I’m getting so used to cooking at home now that I’m actually enjoying it. Now if only I could find someone that enjoys cleaning up the kitchen afterwards. Anyway, here’s what my tummy’s been up to for the past week or so. The first three entrees were inspired by a girl named Pam whose blog I frequent from time to time, and from the looks of it can throw the fuck DOWN in the kitchen.
Mixed egg omelette (2:1 ratio) w/ arugula, tomato basil sauce, and ricotta cheese.
Honey dijon salmon and seasoned asparagus. Click on image for recipe.
One of Pam’s food posts introduced me to cooking with lavash bread. I shouldn’t be eating so much bread but it’s cheap, and so versatile. I’ve been messing around with different toppings. So far my favorite is ricotta cheese, red onions, zucchini, and chicken basil sausage!
Chicken basil sausage, asparagus, and ricotta pizza.
I’ve also been experimenting with salad ingredients, and DIY salad dressings. I don’t have a picture of it, but I made a red onion, avocado, tomato, feta cheese, and arugula salad with just a lemon and olive-oil dressing and it was delicious.
Asparagus, cucumber, and arugula salad with honey-OJ-olive oil dressing.
I always wanted to try cooking with quinoa, but it just seemed so taxing. I’m glad I gave it a go though, it’s really filling and healthier than rice (I think. I could also be making that up). I forget where I found this recipe, but I’m glad I did. Google “quinoa black bean recipe” and I’m sure it’ll come up.
Quinoa with corn and black beans.
Unfortunately, the honey chicken recipe I found online as well wasn’t as great. Merp.
Quinoa paried with honey-garlic chicken and parsley.
Furikake salmon is easily the most simple (but tasty) salmon dish to make. Season salmon as desired with salt and pepper, spread a layer (I didn’t make it as thick as I would’ve liked wah) of mayonnaise on top, sprinkle furikake, and bake. Done dada!
Brown rice and furikake salmon.
This tilapia recipe was so simple, and sooo delicious. I also discovered that sweet potatoes are really healthy for you, so I’m incorporating them into my meals.
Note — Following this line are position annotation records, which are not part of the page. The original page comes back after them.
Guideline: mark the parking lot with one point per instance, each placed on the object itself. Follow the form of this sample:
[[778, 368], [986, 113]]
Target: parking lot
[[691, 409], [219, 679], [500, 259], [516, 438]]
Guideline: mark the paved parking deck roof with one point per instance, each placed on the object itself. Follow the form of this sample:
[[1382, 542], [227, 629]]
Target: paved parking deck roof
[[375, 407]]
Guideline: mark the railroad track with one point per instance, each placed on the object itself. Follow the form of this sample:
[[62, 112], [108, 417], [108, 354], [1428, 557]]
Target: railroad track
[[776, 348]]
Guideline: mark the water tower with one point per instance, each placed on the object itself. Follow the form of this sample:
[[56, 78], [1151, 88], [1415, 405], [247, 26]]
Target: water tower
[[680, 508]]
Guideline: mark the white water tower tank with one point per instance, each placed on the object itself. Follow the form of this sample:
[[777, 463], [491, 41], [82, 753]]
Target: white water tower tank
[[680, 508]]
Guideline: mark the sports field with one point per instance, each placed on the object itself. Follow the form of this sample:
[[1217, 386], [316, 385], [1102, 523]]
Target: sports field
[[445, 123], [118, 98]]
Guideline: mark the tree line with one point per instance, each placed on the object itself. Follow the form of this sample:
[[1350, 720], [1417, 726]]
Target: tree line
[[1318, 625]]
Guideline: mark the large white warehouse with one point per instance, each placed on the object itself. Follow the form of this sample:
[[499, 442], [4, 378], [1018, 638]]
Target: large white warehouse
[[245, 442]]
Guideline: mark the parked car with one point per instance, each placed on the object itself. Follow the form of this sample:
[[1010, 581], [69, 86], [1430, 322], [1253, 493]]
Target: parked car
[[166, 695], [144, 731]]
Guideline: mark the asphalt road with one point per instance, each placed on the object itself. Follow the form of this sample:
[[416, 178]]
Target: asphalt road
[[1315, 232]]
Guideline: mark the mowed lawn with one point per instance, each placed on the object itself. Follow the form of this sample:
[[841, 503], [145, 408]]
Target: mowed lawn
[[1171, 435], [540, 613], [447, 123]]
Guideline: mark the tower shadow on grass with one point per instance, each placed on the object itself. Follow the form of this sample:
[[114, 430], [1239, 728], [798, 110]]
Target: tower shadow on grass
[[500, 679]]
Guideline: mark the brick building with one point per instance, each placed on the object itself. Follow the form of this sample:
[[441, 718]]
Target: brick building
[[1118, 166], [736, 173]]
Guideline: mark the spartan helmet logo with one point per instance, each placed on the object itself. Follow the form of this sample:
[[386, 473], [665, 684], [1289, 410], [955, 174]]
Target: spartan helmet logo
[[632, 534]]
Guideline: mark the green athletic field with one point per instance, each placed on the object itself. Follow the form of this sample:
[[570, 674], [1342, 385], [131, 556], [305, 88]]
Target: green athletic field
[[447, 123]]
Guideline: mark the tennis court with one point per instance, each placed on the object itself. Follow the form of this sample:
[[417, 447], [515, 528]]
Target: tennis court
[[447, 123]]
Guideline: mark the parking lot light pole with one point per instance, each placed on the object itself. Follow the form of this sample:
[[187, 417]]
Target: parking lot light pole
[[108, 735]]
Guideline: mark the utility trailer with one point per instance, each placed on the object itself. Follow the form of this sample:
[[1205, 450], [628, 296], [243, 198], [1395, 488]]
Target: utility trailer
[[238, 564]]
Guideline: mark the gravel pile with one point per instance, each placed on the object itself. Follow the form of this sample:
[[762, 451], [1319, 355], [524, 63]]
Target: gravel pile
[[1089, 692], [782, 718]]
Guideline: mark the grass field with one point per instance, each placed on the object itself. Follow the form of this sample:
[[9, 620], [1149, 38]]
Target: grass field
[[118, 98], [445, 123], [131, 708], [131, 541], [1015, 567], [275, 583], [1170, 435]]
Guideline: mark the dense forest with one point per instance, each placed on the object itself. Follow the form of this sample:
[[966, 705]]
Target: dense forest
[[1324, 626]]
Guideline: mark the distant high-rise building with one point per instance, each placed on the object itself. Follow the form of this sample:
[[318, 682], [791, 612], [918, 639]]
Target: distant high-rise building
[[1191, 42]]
This pairing didn’t exactly “go” together lol but everything tasted good nevertheless.
Tilapia with lemon, parsley, and capers with seasoned sweet potato slices.
One of my only slip ups, but I can’t say no when Rach is cooking!
Parmesan encrusted chicken with asparagus and mash.
Of course I saved the worst for last. This meal is probably more calories than all my home cooked meals in one day combined, but sooo worth the food coma and the extra work I put in at the gym. In my defense, the meal was free and it was four to one for chicken and waffles so I had no say.
Mimi's Surprise: fried chicken, cornbread, mac & cheese, and greens. But of course I had to order a side of grits, sugar and milk please!